As state governors in the U.S. announce plans to divest from Russia, public pension plans are evaluating how they will be affected. On Saturday, Glenn Youngkin, the governor of Virginia, called for decisive action in support of Ukraine after Russian President Vladimir Putin invaded the country last week. Among the demands, Youngkin called on the Virginia Retirement System’s Board of Trustees and the state’s university endowment funds to divest from all holdings of the Russian Ruble and securities of Russian companies.
“As of February 24, VRS has extremely limited investments in Russia,” Jeanne Chenault, public relations director at VRS, told Institutional Investor in an email. “VRS is aware of the governor’s request and is carefully reviewing the federal mandates. We plan to take appropriate action as required. VRS will, of course, comply fully with federally imposed sanctions.”

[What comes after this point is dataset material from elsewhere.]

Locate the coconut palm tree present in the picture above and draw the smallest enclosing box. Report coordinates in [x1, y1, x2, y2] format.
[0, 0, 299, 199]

In Colorado, Governor Jared Polis announced state-wide sanctions against Russian securities, pushing the Colorado’s Public Employees Retirement Association to re-allocate its identified $8 million of investments in Russian banks, utilities and oil companies, and gas producers to non-Russian entities, according to a Colorado Public Radio report.
Other states, like New Jersey, Illinois, New York, Georgia, and Rhode Island have proposed similar campaigns. On Monday, Rhode Island General Treasurer Seth Magaziner said his office is aiming to liquidate all of the state pension fund’s investments in Russian stocks and bonds, the Boston Globe reported.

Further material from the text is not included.